Wednesday, May 5, 2010

Kim v. Holder, No. 06-73415 (9th Cir. May 3, 2010).

The government must prove the respondents’ removability by clear and convincing evidence. Reviewing the BIA’s findings for substantial evidence, this court concludes that the government met its burden.

Even though the government was unable to produce the respondents’ alien files containing their applications for adjustment of status, the government presented a constellation of circumstantial evidence linking the respondents to the scheme perpetrated by a corrupt INS officer in taking bribes for providing fraudulent “Green-Cards.”

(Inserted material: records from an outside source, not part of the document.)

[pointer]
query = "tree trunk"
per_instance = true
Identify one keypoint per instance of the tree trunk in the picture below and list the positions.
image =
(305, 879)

Where the respondents’ names and an alien file numbers appeared on a list that the corrupt INS officer submitted to law enforcement authorities identifying the non-citizens who obtained LPR status through the conspiracy, and where the respondents’ mother, in her sworn testimony to ICE, admitted that she procured her LPR status as the spouse of apriority worker—Alien with Extraordinary Ability (such as a Nobel Prize recipient), an Outstanding Professor or Researcher, or a Multinational Executive or Manager---through payment of $30,000 to one of the coconspirators and undergone a sham interview with the corrupt INS officer at a coconspirator’s home, but her husband did not fit any of the descriptions and, in fact, never had LPR status within the United States, this court finds that the government has proved the respondents’ removability by clear and convincing evidence, and the BIA’s removability determination was accordingly supported by substantial evidence.

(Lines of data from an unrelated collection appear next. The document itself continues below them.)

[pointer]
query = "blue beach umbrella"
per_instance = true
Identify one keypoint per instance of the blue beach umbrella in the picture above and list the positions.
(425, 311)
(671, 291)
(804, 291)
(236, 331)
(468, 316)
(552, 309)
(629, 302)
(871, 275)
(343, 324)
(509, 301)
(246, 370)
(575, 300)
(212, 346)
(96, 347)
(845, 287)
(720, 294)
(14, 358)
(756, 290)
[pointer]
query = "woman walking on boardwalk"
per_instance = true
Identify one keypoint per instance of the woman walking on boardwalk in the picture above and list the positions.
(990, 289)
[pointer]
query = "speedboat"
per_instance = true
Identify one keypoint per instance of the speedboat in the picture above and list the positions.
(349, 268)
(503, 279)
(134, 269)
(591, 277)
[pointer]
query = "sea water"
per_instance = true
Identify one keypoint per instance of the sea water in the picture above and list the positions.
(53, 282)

The respondents’ contention that the BIA’s refusal to consider their green cards as the functional equivalent of an “immigrant visa” for the purposes of INA § 212(k), 8 U.S.C. § 1182(k) violates equal protection because it is based on an irrational distinction between arriving aliens, or applicants for admission and returning resident aliens is without merit. Because the respondents were improperly granted their green cards, their LPR status was void ab initio. Their so-called green cards conferred no rights and the respondents accordingly were not charged with removability as returning LPRs, but rather were charged and found removable as non-citizens lacking a valid entry document at the time of their admission from trips abroad. Because they do not belong to the class of returning LPRs who are allegedly similarly situated to applicants for admission, they cannot show injury from the alleged discrimination, much less any effective redress that this court could afford them, therefore, this court dismisses the respondents’ equal protection challenge for lack of standing.

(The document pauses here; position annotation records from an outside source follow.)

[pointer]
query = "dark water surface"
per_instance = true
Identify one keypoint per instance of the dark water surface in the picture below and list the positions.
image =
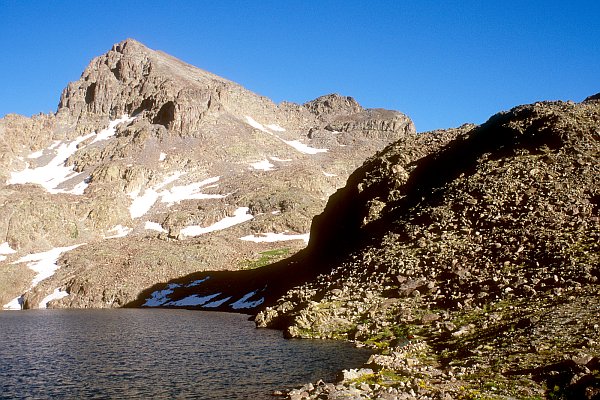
(132, 353)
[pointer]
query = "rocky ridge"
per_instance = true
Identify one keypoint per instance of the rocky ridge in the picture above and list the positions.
(469, 259)
(149, 155)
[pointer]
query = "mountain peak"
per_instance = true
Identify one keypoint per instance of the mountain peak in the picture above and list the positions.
(129, 45)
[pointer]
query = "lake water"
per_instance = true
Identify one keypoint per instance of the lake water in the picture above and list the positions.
(132, 353)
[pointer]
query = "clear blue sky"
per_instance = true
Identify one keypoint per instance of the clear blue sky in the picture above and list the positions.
(443, 63)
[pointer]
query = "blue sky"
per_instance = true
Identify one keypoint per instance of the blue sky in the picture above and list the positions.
(443, 63)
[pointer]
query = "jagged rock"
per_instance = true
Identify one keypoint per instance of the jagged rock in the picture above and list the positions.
(194, 149)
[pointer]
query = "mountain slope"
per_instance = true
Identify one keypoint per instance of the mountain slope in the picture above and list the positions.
(470, 257)
(147, 152)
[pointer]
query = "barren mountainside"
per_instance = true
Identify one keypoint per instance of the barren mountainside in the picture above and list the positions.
(152, 169)
(469, 258)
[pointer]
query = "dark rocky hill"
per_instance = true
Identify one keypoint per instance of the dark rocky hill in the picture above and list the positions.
(156, 169)
(469, 257)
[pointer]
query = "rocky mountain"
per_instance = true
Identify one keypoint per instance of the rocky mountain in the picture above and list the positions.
(152, 169)
(468, 258)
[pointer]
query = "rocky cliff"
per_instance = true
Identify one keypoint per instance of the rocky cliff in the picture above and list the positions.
(469, 257)
(152, 169)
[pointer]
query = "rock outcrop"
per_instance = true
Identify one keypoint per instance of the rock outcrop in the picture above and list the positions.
(469, 257)
(146, 150)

This court does not need to reach the issue of whether the term “immigrant visa” as used in INA § 212(k), 8 U.S.C. § 1182(k) can be read to encompass green cards because the respondents did not have valid green cards at the time of entry and therefore lack standing to pursue this claim as well.

The government has proved the respondents’ removability, so thepetition for review is denied in part. Because the respondents lack standing to raise their equal protection claim and their claim that their green cards provide a predicate for a § 212(k) waiver of inadmissibility, the petition for review is dismissed in part.